広角マクロの特性を活かして、一面に散らばった椿の花の背景に紅葉の公園が入るようフレーミングをしました。

 

20mmと比べて少し画角が狭く、遠近感の誇張も大人しいですが、その分使い易いレンズです。

 

TAMRON (タムロン) 24mm F/2.8 Di III OSD M1:2 (Model F051)作例②

 

開放からシャープで、風景写真などの細密描写も得意です。

 

上の写真など、椿の葉の一枚一枚までが写し取られ、10万円を超える高級レンズに劣らないレベルです。

 

非常にコストパフォーマンスの高いレンズだと思います。

 

TAMRON (タムロン) 24mm F/2.8 Di III OSD M1:2 (Model F051)作例②
>>> TAMRON (タムロン) 24mm F/2.8 Di III OSD M1:2 (Model F051) ソニーE

 
 

35mm F/2.8 Di III OSD M1:2 (Model F053)

TAMRON (タムロン) 35mm F/2.8 Di III OSD M1:2 (Model F053)

 

広角レンズというよりは、広めの標準レンズとして活用出来そうです。

 

f2.8はこの画角としては面白みのない明るさですが、そこは最大撮影倍率1:2のマクロ能力が別な価値を付加してくれます。

 

TAMRON (タムロン) 35mm F/2.8 Di III OSD M1:2 (Model F053)作例②

 

雨上がりの苔の上に一片落ちた花びらを近接能力を最大現活かして撮影しました。

 

杉苔の細かな葉の描写や、はなびらにのる水滴などマクロレンズのように写し取ってくれています。

 

TAMRON (タムロン) 35mm F/2.8 Di III OSD M1:2 (Model F053)作例②

 

シリーズ中最も大きなボケが楽しめ、また背景も整理されるので、シンプルにボケを楽しみたいならこのレンズが最も適している言えます。

 

が、f2.8は少々つまらない気もするので、一般的な標準レンズの方が使い易いかもしれません。

 

ボケは綺麗ですが、コンパクトな設計が災いしてか、f2.8の割に口径食はそこそこ出ます。

 

TAMRON (タムロン) 35mm F/2.8 Di III OSD M1:2 (Model F053)
>>> TAMRON (タムロン) 35mm F/2.8 Di III OSD M1:2 (Model F053) ソニーE

 
 

高倍率ズーム 28-200mm F/2.8-5.6 Di III RXD (Model A071)
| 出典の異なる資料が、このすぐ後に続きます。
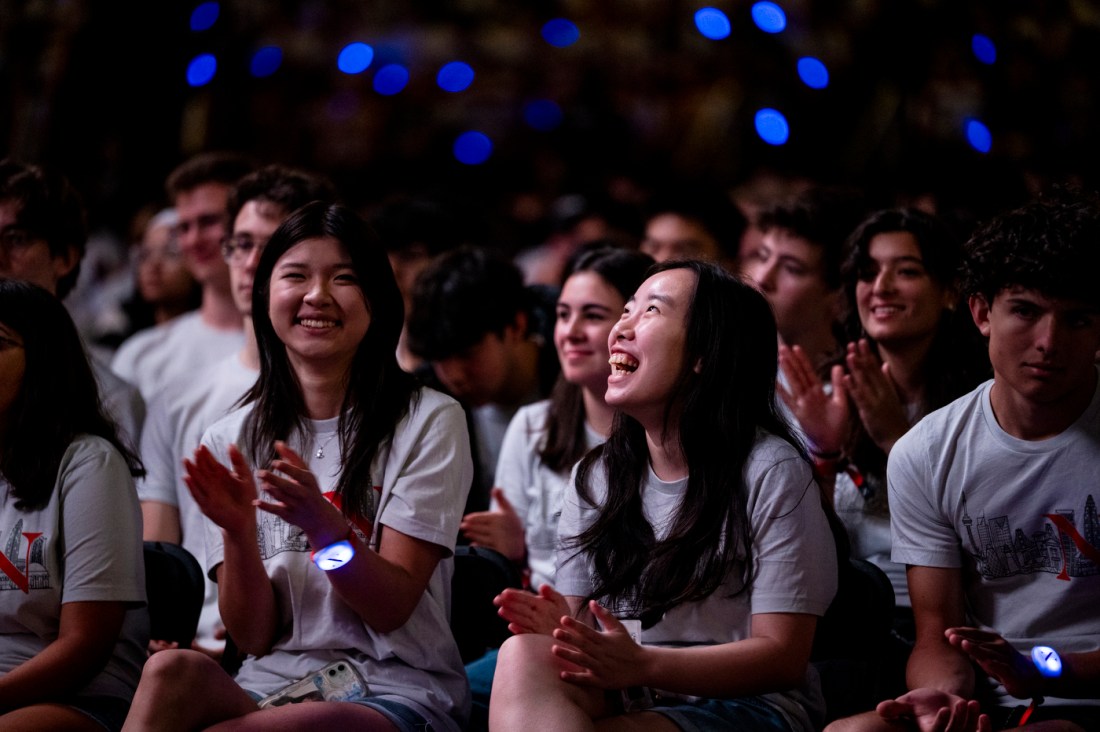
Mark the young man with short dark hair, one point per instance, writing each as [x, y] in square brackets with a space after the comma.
[993, 496]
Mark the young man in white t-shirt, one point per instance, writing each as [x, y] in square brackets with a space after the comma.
[993, 496]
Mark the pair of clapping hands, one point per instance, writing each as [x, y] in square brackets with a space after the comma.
[826, 417]
[605, 658]
[228, 495]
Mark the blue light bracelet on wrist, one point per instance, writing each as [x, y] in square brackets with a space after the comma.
[334, 555]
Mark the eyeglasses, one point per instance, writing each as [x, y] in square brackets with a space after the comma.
[15, 240]
[239, 248]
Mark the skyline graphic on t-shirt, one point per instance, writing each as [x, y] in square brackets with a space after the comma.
[20, 569]
[1059, 546]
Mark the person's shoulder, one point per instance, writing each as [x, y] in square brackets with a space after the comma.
[948, 417]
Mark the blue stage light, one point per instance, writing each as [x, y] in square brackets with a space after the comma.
[542, 115]
[983, 48]
[455, 76]
[472, 148]
[355, 58]
[201, 69]
[266, 62]
[769, 17]
[771, 126]
[978, 135]
[205, 15]
[712, 23]
[391, 79]
[813, 73]
[560, 32]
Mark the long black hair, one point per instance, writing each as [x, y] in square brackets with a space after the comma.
[378, 392]
[624, 270]
[57, 400]
[717, 411]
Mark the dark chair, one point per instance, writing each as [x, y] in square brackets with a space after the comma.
[851, 642]
[175, 588]
[480, 575]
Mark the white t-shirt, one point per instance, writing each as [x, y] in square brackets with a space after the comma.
[535, 490]
[421, 479]
[173, 430]
[793, 552]
[1018, 517]
[84, 545]
[172, 350]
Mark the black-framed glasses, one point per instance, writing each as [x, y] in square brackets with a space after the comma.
[240, 247]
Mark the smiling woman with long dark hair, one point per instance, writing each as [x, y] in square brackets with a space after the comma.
[73, 630]
[695, 530]
[332, 557]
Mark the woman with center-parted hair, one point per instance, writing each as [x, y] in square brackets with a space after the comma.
[73, 626]
[333, 496]
[695, 552]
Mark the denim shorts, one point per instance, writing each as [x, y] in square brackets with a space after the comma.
[741, 713]
[404, 718]
[110, 712]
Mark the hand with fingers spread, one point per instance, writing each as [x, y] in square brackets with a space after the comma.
[606, 658]
[936, 711]
[297, 499]
[998, 658]
[824, 417]
[532, 613]
[226, 495]
[876, 396]
[501, 530]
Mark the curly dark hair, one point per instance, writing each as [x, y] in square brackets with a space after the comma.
[1051, 244]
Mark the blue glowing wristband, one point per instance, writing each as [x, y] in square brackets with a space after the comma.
[333, 556]
[1046, 661]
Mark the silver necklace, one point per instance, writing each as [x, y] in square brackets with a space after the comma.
[320, 450]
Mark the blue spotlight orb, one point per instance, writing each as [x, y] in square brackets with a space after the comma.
[455, 76]
[355, 58]
[813, 73]
[979, 137]
[542, 115]
[265, 62]
[201, 69]
[983, 48]
[391, 79]
[472, 148]
[769, 17]
[712, 23]
[205, 15]
[560, 32]
[771, 126]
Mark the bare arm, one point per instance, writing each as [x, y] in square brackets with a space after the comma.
[86, 638]
[161, 522]
[772, 658]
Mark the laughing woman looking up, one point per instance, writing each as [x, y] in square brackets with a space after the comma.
[339, 450]
[73, 630]
[696, 527]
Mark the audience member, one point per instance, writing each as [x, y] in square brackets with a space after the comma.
[164, 284]
[163, 353]
[42, 238]
[913, 350]
[694, 222]
[185, 408]
[74, 623]
[796, 265]
[695, 537]
[547, 438]
[992, 499]
[485, 337]
[331, 417]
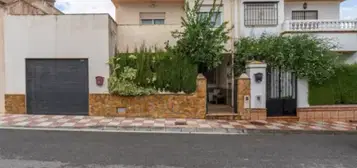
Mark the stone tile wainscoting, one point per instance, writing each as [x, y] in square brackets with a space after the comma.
[258, 114]
[344, 113]
[153, 106]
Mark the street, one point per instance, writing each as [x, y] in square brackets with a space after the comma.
[51, 149]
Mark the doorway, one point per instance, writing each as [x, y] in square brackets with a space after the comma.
[220, 90]
[281, 93]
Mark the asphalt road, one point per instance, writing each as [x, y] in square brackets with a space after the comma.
[50, 149]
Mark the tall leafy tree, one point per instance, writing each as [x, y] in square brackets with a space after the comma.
[201, 39]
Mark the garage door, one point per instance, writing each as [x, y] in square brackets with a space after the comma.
[57, 86]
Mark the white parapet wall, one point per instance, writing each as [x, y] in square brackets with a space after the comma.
[86, 36]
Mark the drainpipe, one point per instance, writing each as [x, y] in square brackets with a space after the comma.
[236, 19]
[233, 36]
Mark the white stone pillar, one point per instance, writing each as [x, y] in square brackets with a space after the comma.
[258, 87]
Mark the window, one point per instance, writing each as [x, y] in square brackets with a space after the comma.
[304, 15]
[150, 18]
[217, 18]
[260, 13]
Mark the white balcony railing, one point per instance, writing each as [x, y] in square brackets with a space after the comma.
[320, 25]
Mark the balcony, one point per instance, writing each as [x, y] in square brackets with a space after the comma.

TAMRON (タムロン) 28-200mm F/2.8-5.6 Di III RXD (Model A071)

 

高倍率ズームと言えばTAMRON (タムロン)という程、得意のジャンルですが、フルサイズ用の高倍率ズームは広角端開放f2.8を実現した意欲作です。

 

そのせいか若干大きくなってしまったのが短所ですが、超高画素機のα7RIVに対応出来るレベルの高性能レンズで、高倍率=便利だけど画質はイマイチという概念を覆したレンズでもあります。

 

TAMRON (タムロン) 28-200mm F/2.8-5.6 Di III RXD (Model A071)作例①

 

画面が緑と白だけになるようにフレーミングしました。

 

立ち位置が自由にならない状況でも、広いズーム倍率で構図を調整出来る高倍率ズームは、便利ですが曖昧な写真になりがち。

 

自由度が高い故の難しさがあります。

 

TAMRON (タムロン) 28-200mm F/2.8-5.6 Di III RXD (Model A071)作例②

 

周辺部にフリンジを含めた甘さがわずかにありますが(拡大しないとわからないレベル)、全体的に大きな欠点の無いレンズです。

 

6100万画素というシビアなカメラに対応出来るレベルの高倍率ズームを製品化出来る、TAMRON (タムロン)の技術レベルの高さを思い知りました。

 

TAMRON (タムロン) 28-200mm F/2.8-5.6 Di III RXD (Model A071)
>>> TAMRON (タムロン) 28-200mm F/2.8-5.6 Di III RXD (Model A071) ソニー Eマウント

 
 

まとめ

TAMRON (タムロン)のEマウントレンズ7本を、一挙に取り上げてみました。

 

いずれもタムロンらしい独創性に富んでいて、画質についても申し分無く魅力的なレンズばかりです。

 

同ジャンルの他メーカーのレンズより軽量コンパクトなのも特徴で、性能に妥協せず取り回しのいいシステムを組みたい方にもおススメと言えます。

 

これからの同社のフルサイズミラーレスレンズの開発にも大いに期待したいところです。